Le malheur rend Dieu absent pendant un temps, plus absent qu'un mort, plus absent que la lumière dans un cachot complètement ténébreux. Une sorte d'horreur submerge toute l'âme. Pendant cette absence il n'y a rien à aimer. Ce qui est terrible, c'est que si, dans ces ténèbres où il n'y a rien à aimer, l'âme cesse d'aimer, l'absence de Dieu devient définitive. Il faut que l'âme continue à aimer à vide, ou du moins à vouloir aimer, fût-ce avec une partie infinitésimale d'elle-même. Alors un jour Dieu vient se montrer lui-même à elle et lui révéler la beauté du monde, comme ce fut le cas pour Job.
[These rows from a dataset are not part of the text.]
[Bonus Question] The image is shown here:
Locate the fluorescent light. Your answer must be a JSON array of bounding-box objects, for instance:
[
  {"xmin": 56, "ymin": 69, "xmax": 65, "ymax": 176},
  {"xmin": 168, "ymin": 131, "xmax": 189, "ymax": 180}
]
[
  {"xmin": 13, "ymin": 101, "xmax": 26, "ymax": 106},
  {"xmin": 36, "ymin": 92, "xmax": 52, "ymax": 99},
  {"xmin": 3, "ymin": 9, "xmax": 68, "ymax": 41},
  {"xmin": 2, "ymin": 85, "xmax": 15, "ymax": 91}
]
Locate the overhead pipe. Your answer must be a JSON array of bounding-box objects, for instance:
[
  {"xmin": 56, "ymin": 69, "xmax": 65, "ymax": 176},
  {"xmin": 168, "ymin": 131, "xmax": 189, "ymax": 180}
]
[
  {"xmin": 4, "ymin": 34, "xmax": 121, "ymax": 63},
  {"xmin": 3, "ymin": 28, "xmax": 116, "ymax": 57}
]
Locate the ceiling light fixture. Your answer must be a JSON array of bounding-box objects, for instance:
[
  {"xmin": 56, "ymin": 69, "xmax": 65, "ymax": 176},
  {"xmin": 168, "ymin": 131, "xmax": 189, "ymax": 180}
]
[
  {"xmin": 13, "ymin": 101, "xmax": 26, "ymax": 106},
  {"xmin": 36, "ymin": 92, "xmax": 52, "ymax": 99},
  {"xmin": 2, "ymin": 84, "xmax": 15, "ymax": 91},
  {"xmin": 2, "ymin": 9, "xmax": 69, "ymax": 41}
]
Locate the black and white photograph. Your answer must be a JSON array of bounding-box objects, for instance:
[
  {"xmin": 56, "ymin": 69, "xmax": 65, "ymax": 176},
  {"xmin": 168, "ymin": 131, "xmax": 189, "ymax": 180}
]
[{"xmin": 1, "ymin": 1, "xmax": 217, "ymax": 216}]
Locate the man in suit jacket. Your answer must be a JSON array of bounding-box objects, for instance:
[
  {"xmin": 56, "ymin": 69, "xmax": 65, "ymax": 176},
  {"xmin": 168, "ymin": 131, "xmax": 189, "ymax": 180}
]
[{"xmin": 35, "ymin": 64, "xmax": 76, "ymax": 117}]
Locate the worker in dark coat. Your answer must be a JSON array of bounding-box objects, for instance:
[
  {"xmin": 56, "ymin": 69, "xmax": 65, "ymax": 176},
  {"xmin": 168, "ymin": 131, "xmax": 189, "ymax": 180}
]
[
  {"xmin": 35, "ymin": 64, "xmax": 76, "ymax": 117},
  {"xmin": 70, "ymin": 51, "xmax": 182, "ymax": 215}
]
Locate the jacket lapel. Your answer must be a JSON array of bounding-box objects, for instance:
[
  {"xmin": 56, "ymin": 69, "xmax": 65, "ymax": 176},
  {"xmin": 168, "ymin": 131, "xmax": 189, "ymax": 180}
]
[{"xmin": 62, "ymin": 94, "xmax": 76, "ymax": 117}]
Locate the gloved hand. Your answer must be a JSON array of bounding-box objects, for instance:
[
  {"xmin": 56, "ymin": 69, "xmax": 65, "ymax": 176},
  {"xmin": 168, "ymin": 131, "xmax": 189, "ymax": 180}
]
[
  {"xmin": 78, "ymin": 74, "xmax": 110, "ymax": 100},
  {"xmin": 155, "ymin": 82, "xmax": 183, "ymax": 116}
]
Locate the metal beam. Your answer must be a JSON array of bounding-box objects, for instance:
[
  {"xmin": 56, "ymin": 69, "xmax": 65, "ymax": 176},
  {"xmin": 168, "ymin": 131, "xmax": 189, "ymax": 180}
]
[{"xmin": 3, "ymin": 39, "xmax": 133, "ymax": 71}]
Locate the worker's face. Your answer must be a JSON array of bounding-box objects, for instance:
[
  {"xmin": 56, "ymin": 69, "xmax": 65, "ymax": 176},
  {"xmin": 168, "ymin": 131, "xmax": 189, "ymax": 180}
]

Mais si l'âme cesse d'aimer, elle tombe dès ici-bas dans quelque chose de presque équivalent à l'enfer. Malheur makes God absent for a time, more absent than a dead man, more absent than light in a completely darkened prison. A sort of horror submerges the entire soul. During this absence there is nothing to love. What is terrible is that if, in the gloom where there is nothing to love, the soul ceases to love, the absence of God becomes definitive. The soul must continue to love on empty, or at least continue to want to love, be it with an infinitesimal part of itself. Then one day God will show himself to it and reveal the beauty of the world as happened to Job. But if the soul ceased to love, it falls into something down here that is almost equivalent to hell.
C'est pourquoi ceux qui précipitent dans le malheur des hommes non préparés à le recevoir tuent des âmes. D'autre part, à une époque comme la nôtre, où le malheur est suspendu sur tous, le secours apporté aux âmes n'est efficace que s'il va jusqu'à les préparer réellement au malheur. Ce n'est pas peu de chose. That is why those who push into malheur men who are not ready to receive it are killers of souls. Also, in an age like ours where malheur is suspended over all, the help that is brought to souls is only efficient if it goes as far as to really prepare them for malheur. This is no small task.